1. Field of the System
The present system relates to field programmable gate array (FPGA) devices. More specifically, the system relates to a synchronous first in/first out memory module for an FPGA.
2. Background
FPGAs are known in the art. An FPGA comprises any number of logic modules, an interconnect routing architecture and programmable elements that may be programmed to selectively interconnect the logic modules to one another and to define the functions of the logic modules. To implement a particular circuit function, the circuit is mapped into the array and the appropriate programmable elements are programmed to implement the necessary wiring connections that form the user circuit.
An FPGA core tile may be employed as a stand-alone FPGA, repeated in a rectangular array of core tiles, or included with other functions in a system-on-a-chip (SOC). The core FPGA tile may include an array of logic modules, and input/output modules. An FPGA circuit may also include other components such as static random access memory (SRAM) blocks. Horizontal and vertical routing channels provide interconnections between the various components within an FPGA core tile. Programmable connections are provided by programmable elements between the routing resources.
An FPGA circuit can be programmed to implement virtually any set of digital functions. Input signals are processed by the programmed circuit to produce the desired set of outputs. Such inputs flow from the user's system, through input buffers and through the circuit, and finally back out to the user's system via output buffers. The bonding pad, input buffer and output buffer combination is referred to as an input/output port (I/O). Such buffers provide any or all of the following input/output (I/O) functions: voltage gain, current gain, level translation, delay, signal isolation or hysteresis.
As stated above, many FPGA designers incorporate blocks of SRAM into their architecture. In some applications, the SRAM blocks are configured to function as a first-in/first-out (FIFO) memory. A FIFO is basically a SRAM memory with automatic read and write address generation and some additional control logic. The logic needed to implement a FIFO, in addition to the SRAM blocks, consists of address generating logic and flag generating logic.
Counters are used for address generation. Two separate counters are used in this application for independent read and write operations. By definition, a counter circuit produces a deterministic sequence of unique states. The sequence of states generated by a counter is circular such that after the last state has been reached the sequence repeats starting at the first state. The circular characteristic of a counter is utilized to generate the SRAM's write and read addresses so that data is sequenced as the first data written to the SRAM is the first data read. The size of the sequence produced by the counters is matched to the SRAM address space size. Assuming no read operation, when the write counter sequence has reached the last count, the SRAM has data written to all its addresses. Without additional control logic, further write operations would overwrite existing data starting at the first address.

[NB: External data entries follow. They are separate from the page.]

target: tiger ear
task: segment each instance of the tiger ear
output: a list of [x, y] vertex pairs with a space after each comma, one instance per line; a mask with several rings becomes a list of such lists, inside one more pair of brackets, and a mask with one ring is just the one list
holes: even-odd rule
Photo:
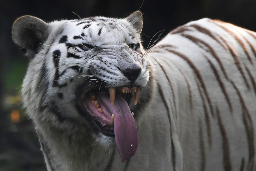
[[49, 24], [35, 17], [25, 16], [13, 23], [12, 40], [25, 55], [32, 58], [38, 52], [41, 43], [46, 40], [50, 29]]
[[142, 13], [139, 11], [132, 13], [125, 19], [130, 22], [136, 30], [137, 33], [140, 34], [142, 30]]

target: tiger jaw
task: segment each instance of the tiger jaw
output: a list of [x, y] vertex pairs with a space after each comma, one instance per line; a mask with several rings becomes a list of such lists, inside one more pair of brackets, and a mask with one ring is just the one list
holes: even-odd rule
[[[134, 105], [136, 105], [138, 103], [139, 97], [141, 87], [140, 86], [135, 86], [132, 87], [122, 87], [118, 88], [114, 87], [108, 88], [108, 91], [109, 93], [109, 102], [110, 103], [111, 106], [112, 107], [114, 106], [114, 104], [115, 100], [116, 93], [118, 93], [119, 95], [121, 96], [127, 102], [128, 102], [130, 100], [130, 98], [131, 93], [133, 92], [134, 93]], [[112, 114], [111, 114], [111, 112], [108, 110], [107, 110], [106, 108], [104, 107], [104, 105], [102, 104], [100, 100], [97, 97], [97, 95], [96, 95], [98, 94], [99, 96], [101, 94], [105, 94], [107, 93], [107, 91], [100, 91], [97, 93], [96, 93], [94, 91], [90, 91], [89, 93], [86, 93], [83, 94], [81, 99], [82, 100], [84, 101], [84, 99], [87, 98], [88, 100], [86, 102], [88, 104], [91, 103], [93, 105], [89, 105], [88, 104], [84, 104], [85, 106], [87, 106], [87, 110], [88, 108], [90, 108], [91, 109], [89, 109], [90, 112], [89, 112], [90, 115], [92, 117], [96, 117], [95, 118], [95, 120], [99, 121], [99, 119], [101, 118], [102, 119], [100, 122], [101, 124], [103, 127], [106, 126], [110, 126], [111, 127], [113, 127], [113, 124], [111, 125], [111, 123], [113, 123], [114, 117], [112, 117]], [[89, 96], [89, 98], [88, 97]], [[90, 102], [90, 99], [91, 102]], [[90, 106], [89, 108], [89, 106]], [[86, 108], [86, 107], [85, 107]], [[131, 112], [131, 114], [133, 117], [133, 112]], [[104, 121], [102, 121], [103, 119]], [[112, 121], [111, 121], [112, 120]]]
[[[133, 112], [127, 101], [132, 92], [134, 104], [138, 102], [140, 87], [109, 88], [106, 90], [92, 91], [82, 96], [80, 106], [92, 128], [97, 128], [106, 135], [115, 136], [116, 144], [123, 162], [135, 154], [138, 145], [138, 135]], [[81, 113], [81, 111], [80, 111]]]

Additional logic is needed to control the circular sequence of the read and write address counters in order to implement a FIFO. The control logic enables and disables the counters when appropriate and generates status flags. The read and write counters are initialized to produce a common start location. The control logic inhibits reading at any location until a write operation has been performed. When the write counter pulls ahead of the read counter by the entire length of the address space, the SRAM has data written to all its addresses. The control logic inhibits overwriting an address until its data has been read. Once the data has been read, the control permits overwriting at that address. When the read counter catches up to the write counter, the SRAM no longer contains valid data and the control logic inhibits reading until a write operation is performed.
Output signals, known to those of ordinary skill in the art as flags, provide the system with status on the SRAM capacity available. The full and empty conditions are indicated through full and empty flags. Two additional flags are generated to warn of approaching empty or full conditions.
FPGAs have programmable logic to implement this control logic. With the availability of a SRAM block, an FPGA application may be configured to operate as a FIFO memory. Many prior art FPGAs use this approach. However, considerable FPGA gates are consumed when implementing the control logic for a FIFO in this manner and this increases the cost of the application. Also, the performance of the FIFO is likely to be limited by the speed of the control logic and not the SRAM.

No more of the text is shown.